Archbishop lends supports to National Thank You Day

The Archbishop of Canterbury, Justin Welby, has promised his support to the National Thank You Day, to be held on Sunday 4th July. It was called for by thirteen people to pay tribute to everyone who helped others during the pandemic. It has since won the support of celebrities, religious leaders, sports stars, local councils, schools, businesses and communities throughout the UK. The Archbishop says it’s particularly important for faith groups to join in:  “Throughout the pandemic, faith communities have offered support, a listening ear and a helping hand to people across the nation. Sunday 4th July is a perfect opportunity for us to come together to say a massive thank you to those people who don’t hear it enough – whether they have helped to run food banks, held online worship, or supported those who are lonely or who have lost loved ones”. An interfaith gathering will start the day of events and celebrations.

“In these difficult times we need our (kosher) nosh”
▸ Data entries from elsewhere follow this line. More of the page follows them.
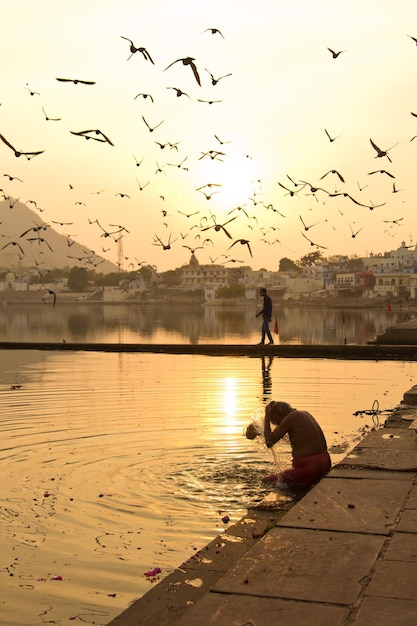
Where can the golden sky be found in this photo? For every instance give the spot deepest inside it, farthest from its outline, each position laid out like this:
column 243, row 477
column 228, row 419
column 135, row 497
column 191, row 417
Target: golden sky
column 283, row 109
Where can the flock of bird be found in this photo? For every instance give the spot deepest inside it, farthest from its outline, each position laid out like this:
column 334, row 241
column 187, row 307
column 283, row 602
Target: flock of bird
column 224, row 231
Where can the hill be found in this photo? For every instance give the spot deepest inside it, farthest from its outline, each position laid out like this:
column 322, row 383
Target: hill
column 26, row 241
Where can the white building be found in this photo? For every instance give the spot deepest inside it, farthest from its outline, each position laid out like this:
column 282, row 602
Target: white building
column 404, row 258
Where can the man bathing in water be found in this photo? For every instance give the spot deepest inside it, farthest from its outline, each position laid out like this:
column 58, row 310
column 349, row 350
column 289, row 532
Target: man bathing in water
column 311, row 460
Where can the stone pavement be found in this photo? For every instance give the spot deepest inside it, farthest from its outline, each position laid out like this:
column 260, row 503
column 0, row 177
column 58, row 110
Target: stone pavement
column 345, row 553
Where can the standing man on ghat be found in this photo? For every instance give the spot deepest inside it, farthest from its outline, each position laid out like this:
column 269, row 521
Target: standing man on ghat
column 266, row 313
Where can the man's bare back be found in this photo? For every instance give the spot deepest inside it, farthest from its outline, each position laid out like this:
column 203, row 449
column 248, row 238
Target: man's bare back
column 306, row 436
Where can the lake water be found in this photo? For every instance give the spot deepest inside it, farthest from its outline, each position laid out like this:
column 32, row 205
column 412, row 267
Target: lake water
column 173, row 323
column 116, row 463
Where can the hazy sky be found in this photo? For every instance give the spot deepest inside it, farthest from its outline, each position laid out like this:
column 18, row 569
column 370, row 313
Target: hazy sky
column 268, row 120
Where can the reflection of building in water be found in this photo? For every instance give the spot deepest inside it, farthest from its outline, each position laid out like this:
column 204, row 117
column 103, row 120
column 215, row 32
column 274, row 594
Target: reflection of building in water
column 266, row 377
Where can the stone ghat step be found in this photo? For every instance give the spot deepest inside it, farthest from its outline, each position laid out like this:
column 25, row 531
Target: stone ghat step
column 344, row 351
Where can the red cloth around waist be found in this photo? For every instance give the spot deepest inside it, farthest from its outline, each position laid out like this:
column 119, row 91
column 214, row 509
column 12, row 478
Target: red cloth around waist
column 307, row 470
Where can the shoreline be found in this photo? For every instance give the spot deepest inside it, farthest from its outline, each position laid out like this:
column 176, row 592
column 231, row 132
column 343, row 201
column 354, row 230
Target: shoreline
column 350, row 527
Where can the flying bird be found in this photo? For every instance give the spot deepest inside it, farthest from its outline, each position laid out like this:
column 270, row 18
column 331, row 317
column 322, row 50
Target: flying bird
column 188, row 61
column 243, row 242
column 100, row 136
column 218, row 227
column 335, row 54
column 220, row 141
column 144, row 96
column 331, row 139
column 14, row 243
column 312, row 242
column 179, row 92
column 305, row 226
column 214, row 80
column 50, row 119
column 209, row 101
column 354, row 233
column 32, row 93
column 76, row 81
column 18, row 153
column 134, row 49
column 165, row 246
column 381, row 153
column 381, row 172
column 150, row 128
column 213, row 31
column 342, row 180
column 13, row 177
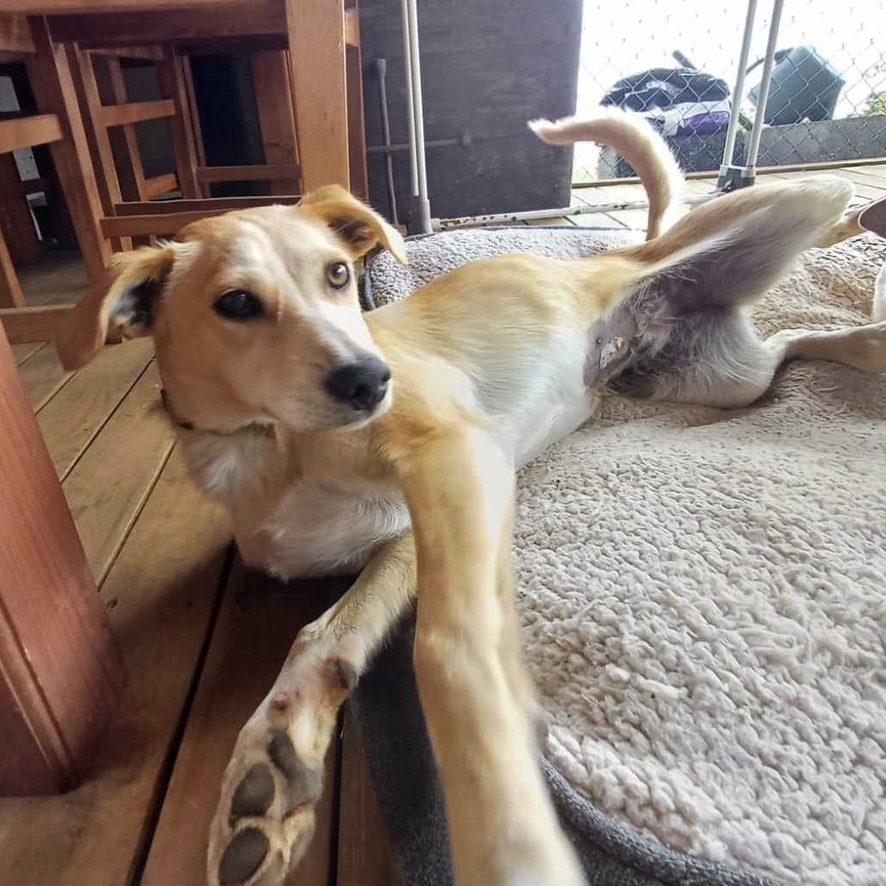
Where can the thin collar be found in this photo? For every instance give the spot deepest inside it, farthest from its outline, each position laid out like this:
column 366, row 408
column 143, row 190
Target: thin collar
column 261, row 428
Warburtons Soft Pittas and M&M’s biscuit and brownie varieties are among more than 300 new additions to the KLBD’s Kosher Nosh Guide Summer 2021.  KLBD director Rabbi Jeremy Conway told the Jewish Chronicle: “Even in these difficult times, and perhaps now more than ever, we need our nosh. Some 700 products listed are kosher certified by the KLBD and we are delighted that the range of certified products continues to grow.”